Someone on Compuserve recommended the One Look Reverse Dictionary.

There are two kinds of reverse dictionary. In this kind, you enter some general phrases to remind you of a specific word.

The díctionary allows you to:

find words from their definition
explore related concepts
create a list of words in a category
answer basic questions (e.g. what is the capital of Vietnam?
solve crossword clues using wildcards

It apparently indexes hundreds of other online reference sites.

I have such a dictionary in print form, dated early 1990s.
Reader’s Digest Reverse Dictionary, 1989, ISBN 0 276 49541 1
Bizarrely, this was ‘translated’ into German:
Der schnelle Weg zum richtigen Wort, ADAD-Verlag, 1992, ISBN 3 87003 473 4

There are also reverse dictionaries that classify words by their endings, so that a group of words ending in ‘erely’ will be together.

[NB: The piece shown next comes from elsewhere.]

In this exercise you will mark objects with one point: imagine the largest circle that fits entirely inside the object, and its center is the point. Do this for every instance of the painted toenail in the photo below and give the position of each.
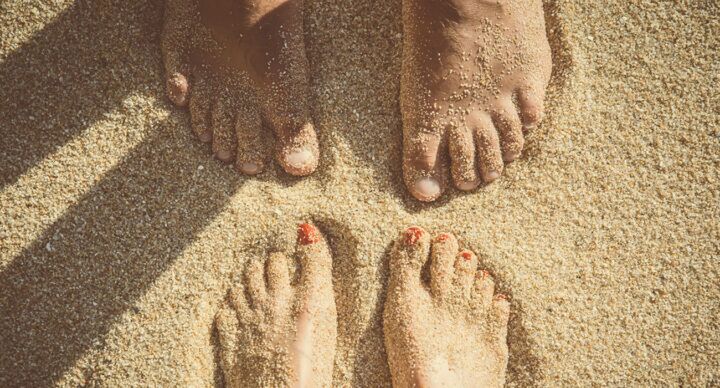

Is there one of those online? There must be. All I have is a GDR one, Martin Lehnert’s Rückläufiges Wörterbuch der englischen Gegenwartssprache, VEB Leipzig 1971. The first three words are a, baa, sahaa, and the last buzz, abuzz, fuzz.

LATER NOTE: For those who found this information exciting, I must say I discovered I have already blogged it: my mind must be going.

STILL LATER NOTE: As Abnu points out in the comments (in a discussion as to which of us has not had enough coffee today), the OneLook dictionary can be used to find patterns and thus does the work of a rückläufiges Wörterbuch. Here are the results of a search for *nch.

6 thoughts on “One Look Reverse Dictionary

  1. I must have misunderstood you when you wrote, “There are also reverse dictionaries that classify words by their endings, so that a group of words ending in ‘erely’ will be together.

    Is there one of those online?” It’s very early over here in the colony, and I haven’t yet had my morning coffee, so perhaps my head is a little fuzz*.

  2. These international misunderstandings are inevitable, especially if you haven’t had any coffee. I have had only Nescafé and have only just put the espresso machine on (Livia), and I have cleaned the stairs, as I am lucky enough to live in a part of Germany where no-one minds if you do your communal stair-cleaning on Sunday.

  3. Okay, this is off topic, but it might be of interest to note for you that the problem of computer translations has finally been solved completely and anyone can now get perfect English translations here. (Found at discourse.net).